When VisionKit analyses the objects found in the first of my two images, it might find that measure of being cattle-like is 0.9, and in the second image objects might have lower scores, with one as high as 0.8. Run mdfind to look for the text cattle, and both images might be deemed to have sufficiently high scores to match that word. Try another search using the term cow, though, and the value of objects in the second image might be deemed insufficient to match that term.

The only way then to build a vocabulary of recognised objects would be to search using many different terms, and for each to assess whether its score is sufficient for that term to be an appropriate object descriptor. That would only be feasible if there were few images to be analysed.

Could object recognition be used to detect banned images?

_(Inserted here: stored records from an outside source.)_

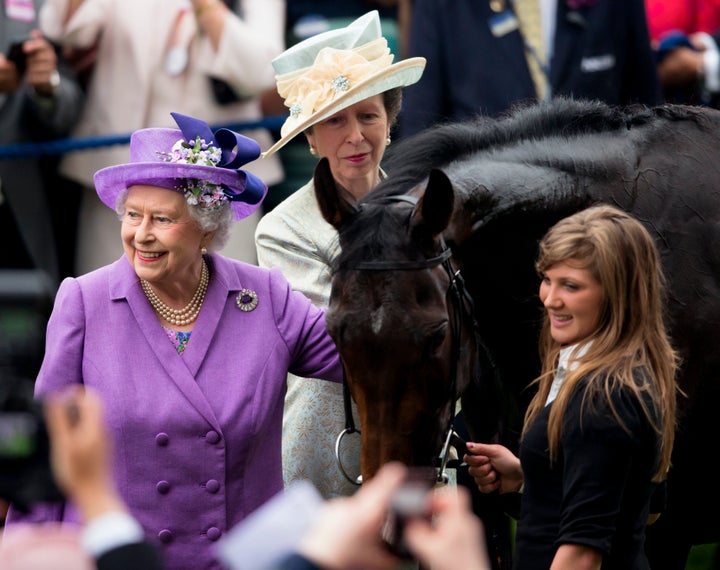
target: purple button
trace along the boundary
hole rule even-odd
[[[210,540],[212,540],[213,542],[215,542],[218,538],[220,538],[220,535],[222,535],[222,533],[220,532],[220,529],[216,528],[214,526],[211,526],[207,531],[208,538]]]

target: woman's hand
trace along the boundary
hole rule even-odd
[[[403,540],[410,551],[433,570],[490,568],[482,523],[471,508],[464,487],[433,494],[432,522],[422,518],[406,523]]]
[[[468,473],[482,493],[500,490],[513,493],[523,484],[520,460],[506,447],[496,444],[467,444],[468,453],[463,461],[469,465]]]
[[[300,554],[322,568],[397,568],[400,561],[382,542],[381,528],[406,474],[404,466],[388,463],[352,497],[328,501],[301,542]]]
[[[111,442],[100,398],[74,387],[45,400],[50,459],[55,481],[88,522],[125,511],[111,469]]]

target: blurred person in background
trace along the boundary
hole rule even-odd
[[[668,103],[720,107],[720,1],[645,0]]]
[[[71,70],[37,29],[42,5],[0,3],[0,145],[64,137],[82,110]],[[57,287],[78,202],[63,188],[57,157],[0,158],[0,269],[39,269]]]
[[[40,23],[64,48],[94,54],[87,104],[73,137],[172,126],[170,112],[232,125],[262,117],[260,95],[272,88],[272,59],[284,48],[284,0],[47,0]],[[263,146],[265,129],[244,134]],[[61,171],[84,187],[76,275],[121,253],[113,213],[98,201],[93,174],[126,161],[127,145],[67,154]],[[272,185],[282,180],[277,158],[248,170]],[[252,236],[259,214],[233,228],[226,253],[255,262]]]
[[[413,0],[408,56],[428,60],[400,134],[554,96],[661,102],[643,0]]]

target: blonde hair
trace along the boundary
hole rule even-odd
[[[580,261],[600,283],[603,299],[598,328],[587,339],[592,343],[577,360],[578,367],[568,372],[550,411],[550,456],[557,457],[565,407],[581,379],[587,380],[583,409],[604,398],[627,430],[611,399],[613,390],[625,387],[637,396],[660,436],[653,480],[661,481],[670,466],[675,438],[678,359],[663,322],[665,279],[655,242],[629,214],[612,206],[593,206],[550,228],[540,242],[536,269],[543,273],[568,259]],[[561,348],[550,335],[546,315],[540,334],[542,372],[535,381],[538,391],[525,414],[523,434],[545,406]],[[654,409],[646,406],[645,392]]]

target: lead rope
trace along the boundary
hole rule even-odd
[[[350,477],[345,471],[345,467],[342,464],[342,457],[340,456],[340,444],[342,443],[343,437],[353,433],[360,434],[360,430],[355,427],[355,419],[352,415],[352,398],[350,397],[350,388],[348,388],[347,378],[345,376],[345,366],[343,365],[343,407],[345,408],[345,429],[340,432],[337,439],[335,440],[335,459],[340,469],[340,473],[353,485],[362,484],[362,475],[358,475],[355,479]]]

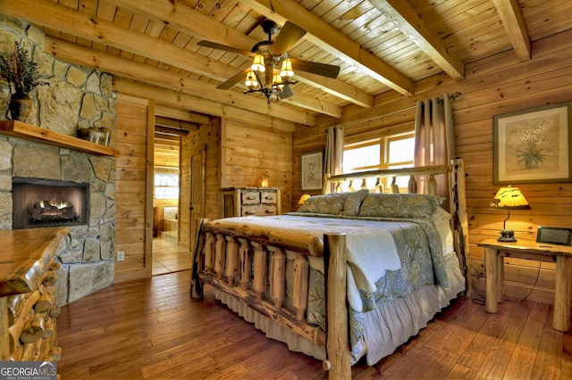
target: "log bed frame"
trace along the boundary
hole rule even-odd
[[[454,246],[461,272],[467,281],[465,258],[468,249],[467,209],[465,203],[465,171],[462,160],[451,161],[450,165],[426,166],[351,173],[332,176],[332,183],[349,179],[400,176],[450,175],[450,211],[452,215]],[[429,186],[429,188],[432,186]],[[196,231],[196,246],[190,293],[193,298],[202,298],[203,284],[208,284],[246,303],[251,309],[270,318],[273,322],[291,330],[303,338],[325,346],[324,368],[329,378],[351,378],[349,343],[348,334],[348,306],[346,297],[346,236],[324,235],[324,240],[315,238],[310,246],[296,235],[269,236],[267,230],[251,228],[225,228],[216,221],[206,223],[201,219]],[[201,234],[200,232],[204,232]],[[256,249],[249,242],[257,244]],[[285,251],[296,252],[293,263],[294,284],[292,303],[296,312],[282,308],[284,299]],[[273,252],[269,255],[269,251]],[[328,333],[309,324],[304,318],[307,307],[308,270],[307,255],[324,257],[326,289],[326,326]],[[270,260],[269,260],[270,256]],[[237,273],[253,273],[235,282]],[[266,278],[269,284],[266,285]],[[251,281],[252,290],[248,288]],[[272,301],[264,293],[268,287]]]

Over two years ago, Apple expressed its intention to check images that were to be uploaded for sharing, to determine whether they contained Child Sexual Abuse Material (CSAM). After a period of great controversy, Apple has since stated that is won’t progress that proposal, but many remain convinced that it already has introduced such checks, and that ‘Apple is checking images on our Macs’ presumably using object recognition in VisionKit.

A little exploration using mdfind or Spotlight search will demonstrate the high rates of false positives and negatives that result from this type of generalised object classification. Although it’s fairly reliable at distinguishing cattle from parked cars, and we might find it amusing when it returns a photo of a friend matched to the term goat, this isn’t at all suitable for even screening images to determine whether they’re likely to contain CSAM.

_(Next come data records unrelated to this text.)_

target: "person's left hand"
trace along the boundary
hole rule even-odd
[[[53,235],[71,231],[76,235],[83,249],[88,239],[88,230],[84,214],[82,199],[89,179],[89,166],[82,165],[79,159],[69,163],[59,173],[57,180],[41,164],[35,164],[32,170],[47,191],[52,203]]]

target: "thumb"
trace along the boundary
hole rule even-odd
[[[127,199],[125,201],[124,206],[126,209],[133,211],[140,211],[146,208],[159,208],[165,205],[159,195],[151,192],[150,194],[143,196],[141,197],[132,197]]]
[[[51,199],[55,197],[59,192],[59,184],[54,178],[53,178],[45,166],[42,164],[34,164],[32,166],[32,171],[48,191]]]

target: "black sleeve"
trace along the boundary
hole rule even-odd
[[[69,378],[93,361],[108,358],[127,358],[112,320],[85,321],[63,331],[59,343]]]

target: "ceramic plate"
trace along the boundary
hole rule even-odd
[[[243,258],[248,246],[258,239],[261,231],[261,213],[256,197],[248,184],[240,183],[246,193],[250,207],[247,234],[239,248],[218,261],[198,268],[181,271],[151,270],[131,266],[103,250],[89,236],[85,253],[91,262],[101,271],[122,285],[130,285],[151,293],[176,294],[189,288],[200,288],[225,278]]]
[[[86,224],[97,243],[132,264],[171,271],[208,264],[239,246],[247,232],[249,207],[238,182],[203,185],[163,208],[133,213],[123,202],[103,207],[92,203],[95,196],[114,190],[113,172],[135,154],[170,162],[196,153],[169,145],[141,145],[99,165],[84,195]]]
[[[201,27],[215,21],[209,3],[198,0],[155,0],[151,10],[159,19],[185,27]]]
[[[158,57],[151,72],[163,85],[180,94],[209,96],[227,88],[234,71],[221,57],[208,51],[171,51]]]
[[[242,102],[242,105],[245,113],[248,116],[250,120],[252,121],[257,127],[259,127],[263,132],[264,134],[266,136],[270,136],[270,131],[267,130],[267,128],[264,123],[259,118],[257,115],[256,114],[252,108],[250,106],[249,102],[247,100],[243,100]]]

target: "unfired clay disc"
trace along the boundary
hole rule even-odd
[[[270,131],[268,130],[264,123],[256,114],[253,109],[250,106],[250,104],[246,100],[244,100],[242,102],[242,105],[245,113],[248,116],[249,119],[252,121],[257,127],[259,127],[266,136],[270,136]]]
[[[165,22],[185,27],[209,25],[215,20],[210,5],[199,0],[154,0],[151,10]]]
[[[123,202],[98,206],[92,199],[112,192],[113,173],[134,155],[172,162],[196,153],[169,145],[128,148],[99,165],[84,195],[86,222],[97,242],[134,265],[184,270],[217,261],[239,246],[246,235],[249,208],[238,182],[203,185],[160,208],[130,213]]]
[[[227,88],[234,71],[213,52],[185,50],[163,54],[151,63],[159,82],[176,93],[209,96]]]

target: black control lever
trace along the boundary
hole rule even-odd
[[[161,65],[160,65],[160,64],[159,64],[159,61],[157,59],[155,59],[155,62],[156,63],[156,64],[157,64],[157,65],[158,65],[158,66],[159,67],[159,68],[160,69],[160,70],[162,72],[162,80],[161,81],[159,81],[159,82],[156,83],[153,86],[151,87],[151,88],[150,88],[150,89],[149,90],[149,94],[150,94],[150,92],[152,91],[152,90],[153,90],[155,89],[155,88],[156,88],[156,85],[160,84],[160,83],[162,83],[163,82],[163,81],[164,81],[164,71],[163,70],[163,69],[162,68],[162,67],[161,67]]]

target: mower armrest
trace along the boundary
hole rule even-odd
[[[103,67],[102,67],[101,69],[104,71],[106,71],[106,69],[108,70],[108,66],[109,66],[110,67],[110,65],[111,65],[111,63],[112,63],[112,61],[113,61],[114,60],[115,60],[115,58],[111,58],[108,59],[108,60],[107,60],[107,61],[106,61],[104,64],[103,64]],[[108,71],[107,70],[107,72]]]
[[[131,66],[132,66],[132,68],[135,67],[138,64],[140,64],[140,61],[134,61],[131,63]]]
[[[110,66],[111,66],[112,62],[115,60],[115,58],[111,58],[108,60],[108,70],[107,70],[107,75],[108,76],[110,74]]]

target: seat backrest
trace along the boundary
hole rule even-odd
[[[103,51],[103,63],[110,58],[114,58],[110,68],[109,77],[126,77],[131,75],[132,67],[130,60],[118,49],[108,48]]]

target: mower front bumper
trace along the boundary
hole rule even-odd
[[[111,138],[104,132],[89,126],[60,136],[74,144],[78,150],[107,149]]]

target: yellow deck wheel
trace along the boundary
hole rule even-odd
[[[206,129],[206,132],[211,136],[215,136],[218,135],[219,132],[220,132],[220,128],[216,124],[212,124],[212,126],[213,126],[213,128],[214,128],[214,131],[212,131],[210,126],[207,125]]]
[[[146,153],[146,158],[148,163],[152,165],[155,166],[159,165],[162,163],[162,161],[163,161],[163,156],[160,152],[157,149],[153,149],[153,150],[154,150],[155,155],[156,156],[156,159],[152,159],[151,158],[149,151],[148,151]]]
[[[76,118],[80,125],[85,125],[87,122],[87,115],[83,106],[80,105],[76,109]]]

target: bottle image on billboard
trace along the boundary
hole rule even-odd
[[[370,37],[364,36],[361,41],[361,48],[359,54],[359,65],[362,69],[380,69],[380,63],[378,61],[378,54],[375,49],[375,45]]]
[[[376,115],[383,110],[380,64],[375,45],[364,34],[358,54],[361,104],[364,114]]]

Apple’s original proposal was based on image recognition specifically developed to distinguish CSAM from other images. One of the strongest arguments put against its use was its poor performance, with numerous examples of false positives being demonstrated. When a specialist search engine is inadequate, a general object classifier could only be far worse at the task.

Summary

macOS Sonoma does analyse images for text content (‘Live Text’) and classify objects within them, when allowed to by Siri & Spotlight settings.
Spotlight and the mdfind command tool can find images whose objects match recognised search terms.
Unlike explicit test-based metadata, object search can’t be used to discover the vocabulary used in search terms, except on a very small number of images.
Generalised object classification as currently used in Sonoma isn’t suitable for screening images for specific content such as CSAM.
Screening or searching for CSAM images would require a specialist analysis and recognition system. As has been demonstrated in Apple’s previous proposal, such a system doesn’t yet exist, at least not in macOS.

I’m very grateful to John for raising this, and for suggesting its testing. I’m only sorry that it didn’t turn out the way that he expected.